Controlling an LED strip with Rpi 3 B+

Hi everyone,

I am at my wits end right now. I’m trying to control a strip of WS2812 LED lights via a brand new resin enabled Raspberry Pi 3 B+. The strip is this one: https://www.amazon.com/gp/product/B018X04ES2/ref=oh_aui_detailpage_o03_s00?ie=UTF8&psc=1

I have it wired through a logic level converter to bump the Pi output from 3 to 5V. I’m using the rpi_ws218x library to control the LEDs: https://github.com/jgarff/rpi_ws281x.

Things I have already tried:

  1. Enable INITSYSTEM on
  2. Removing the snd_bcm2835 module, which is known to conflict with the rpi_ws281x library.
  3. Added RESIN_HOST_CONFIG_hdmi_drive = 2 and RESIN_HOST_CONFIG_hdmi_group = 1 as suggested in this forum post: How to disable Raspberry Pi 3 on-board sound?

I am using the resin-raspberrypi-node base image because I will be running a nodejs server from the pi to control the lights. Right now I am using the terminal on the dashboard to manually start the strandtest.py example from rpi_ws281x. The program runs, but there is no output to the lights.

Things are wired according to this: https://learn.adafruit.com/neopixels-on-raspberry-pi/wiring

Any assistance would be greatly appreciated.

Looks like @sqweelygig had a project with similar hardware? Maybe there are some pointers, or he has some useful feedback?

Indeed I have done a WS2812B controller board! I used the Pi Zero W, but that shouldn’t matter.
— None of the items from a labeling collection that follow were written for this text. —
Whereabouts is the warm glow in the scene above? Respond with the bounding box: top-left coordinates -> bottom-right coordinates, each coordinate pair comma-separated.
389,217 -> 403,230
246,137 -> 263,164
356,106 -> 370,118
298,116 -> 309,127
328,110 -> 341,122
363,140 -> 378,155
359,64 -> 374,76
Thanks for the ping Gergely.

The things I notice about these two projects are:

  • Note that your link references a WS2812B string of lights, and your description states WS2812. They are different, most crucially around supply voltage. (I made the same mistake in my write-up)
  • My dockerfile pulls in a couple of extra dependancies, specifically scons & node-gyp
  • I dispensed with the logic level converter. The spec on the WS2812B will allow a supply voltage of quite a bit lower than the 5v, and a signal voltage of 0.7 * supply voltage. This means you can get the supply voltage low enough that the Pi can signal to it. Just noticed that my README recommends a fixed voltage 5v supply, which is wrong.

I am using all 5 meters of the strip, so I wanted to keep the input voltage as high as possible to avoid fading over the course of the strip. To that end I will be powering it from both sides with 5V 10A supplies (the full 5m could pull a max of 18A at full bright white). I was also trying to use the rpi-ws281x-native library after failing with the rpi_ws281x python library but have not yet had success.

Is there any reason I would be seeing no output? I even tried going into the Python terminal and writing few lines to toggle the output to pin 18 from HIGH to LOW and back again, but the lights remained unaffected. I know the strip is fine because when tested with an Arduino they perform as expected.

Thanks so much for your help.

Could you try cloning https://github.com/resin-io-playground/ChristmasLights and seeing if that works?

will do after work today. I’ll report back here after I do! Really hoping its not a dumb issue on my end…

I ran into this issue yesterday and was hoping my issue on the rpi_ws281x_native GitHub would have been responded to by now, but I get this error when npm tries to install the library:
../src/rpi-ws281x.cc: In function ‘void init(const Nan::FunctionCallbackInfo<v8::Value>&)’: [main] ../src/rpi-ws281x.cc:100:38: error: no matching function for call to ‘v8::Object::HasOwnProperty(v8::Local<v8::String>&)’ [main] if(config->HasOwnProperty(symFreq)) { [main] ^ [main] ../src/rpi-ws281x.cc:100:38: note: candidates are: [main] [main] In file included from /root/.node-gyp/10.4.1/include/node/node.h:63:0,
Another issue referenced the same issue: https://github.com/beyondscreen/node-rpi-ws281x-native/issues/82

Their solution was to use an older version of node. What is the current node version for the resin/raspberry-pi-node image? Obviously this is not an issue on the resin side of things, I just really hope I can get it to work with a resin enabled device.

I’m not sure what the default is at the moment, but that probably isn’t as important to you as being able to steer which version you get. You can do this by appending a :<version> to your FROM statement. Details on our base image page https://docs.resin.io/reference/base-images/resin-base-images/, full list of <version>s for Node on the Pi3 https://hub.docker.com/r/resin/raspberrypi3-node/tags/

Indeed it was the node version that was causing the issue - rpi_ws281x_native isn’t yet compatible with node 10. Switching to an image with node 8 (resin/raspberry-pi-node:8) fixed the issue and I’m now in control of the lights! Thanks so much for all your help. Now on to the fun stuff…

Thanks for taking the time to close the thread off for future audiences, if you need any other help you know where to find us.
Oh, and feel free to update this thread when you’ve got some pictures!